An Advanced Deep Learning-Driven Framework for Automated Detection and Multi-Stage Classification of Diabetic Retinopathy Using High-Resolution Retinal Fundus Imaging
Main Article Content
Abstract
Diabetic retinopathy (DR) remains the leading cause of preventable blindness among the working-age population worldwide, with an estimated 103 million individuals affected globally as of 2020 and projections indicating 160 million by 2045 [1]. Early and accurate staging of DR is critical for timely clinical intervention, yet manual fundus image grading by ophthalmologists is resource-intensive, subjective, and impractical at population scale. This paper presents an advanced deep learning-driven framework, designated DRNet-X, for automated detection and multi-stage classification of diabetic retinopathy using high-resolution retinal fundus images. The proposed framework integrates a modified EfficientNet-B5 convolutional backbone augmented with a novel dual-attention mechanism— incorporating both channel-wise squeeze-and-excitation and spatial transformer attention modules—to enhance lesion-specific feature extraction. A multi-scale feature pyramid network fuses representations across resolution levels, improving detection of microaneurysms, hard exudates, soft exudates, hemorrhages, and neovascularization simultaneously. DRNet-X was trained and evaluated on three benchmark datasets: APTOS 2019, EyePACS, and MESSIDOR-2, encompassing 92,416 fundus images spanning five International Clinical Diabetic Retinopathy (ICDR) severity grades (No DR, Mild, Moderate, Severe, Proliferative DR). The model achieved an overall five-class classification accuracy of 94.7%, quadratic weighted kappa (QWK) of 0.934, area under the ROC curve (AUC) of 0.978, sensitivity of 96.1%, and specificity of 93.8% on the combined held-out test set.
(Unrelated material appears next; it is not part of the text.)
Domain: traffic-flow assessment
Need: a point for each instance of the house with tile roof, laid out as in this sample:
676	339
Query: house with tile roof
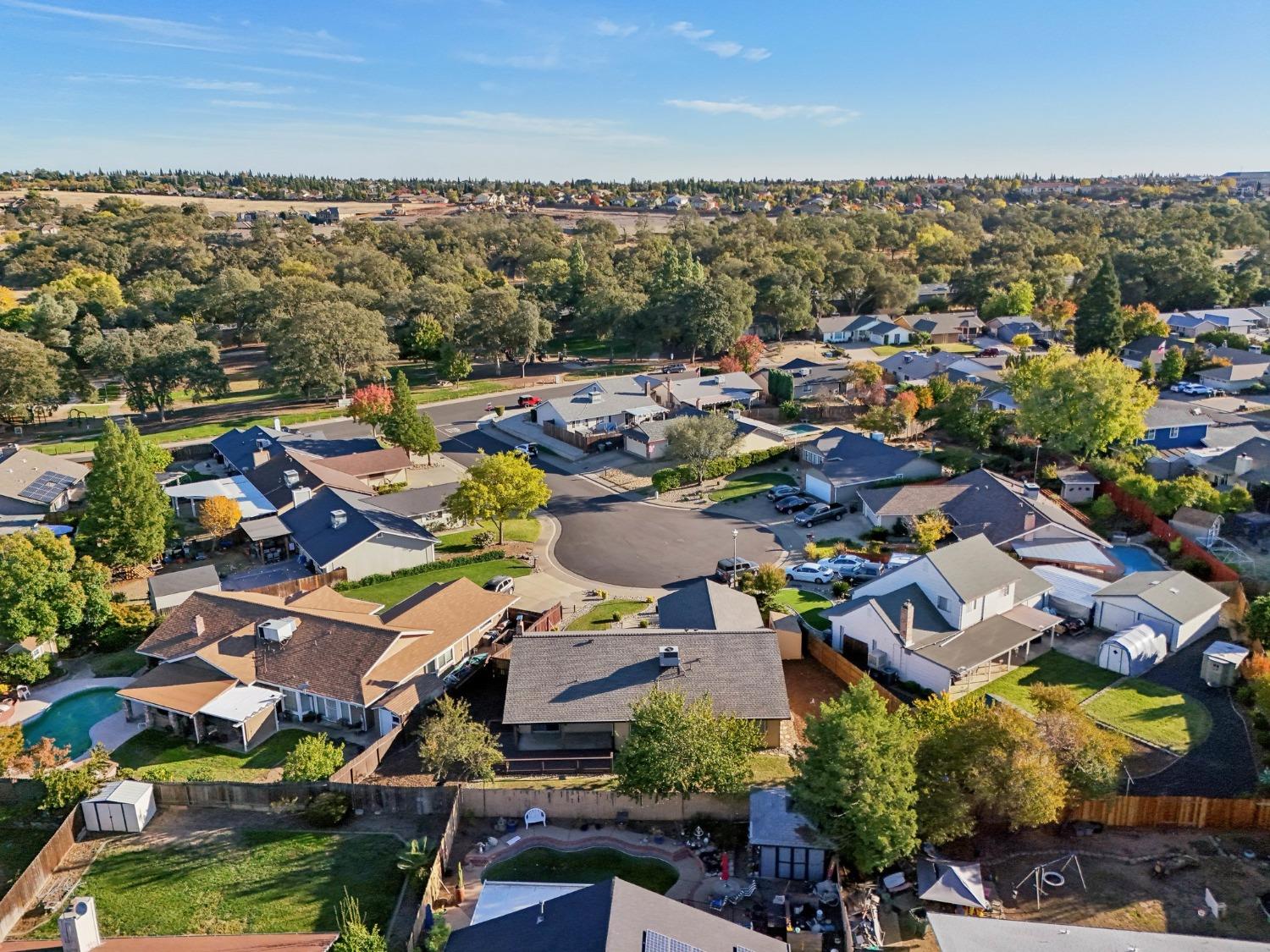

Comparative benchmarking against InceptionV3, ResNet-50, VGG-16, DenseNet-121, and EfficientNet-B4 baselines demonstrates consistent superiority of DRNet-X across all evaluation metrics. Ablation studies confirm the additive contribution of each architectural component. The framework provides a robust, scalable, and clinically interpretable solution for DR screening in resource-constrained ophthalmic settings.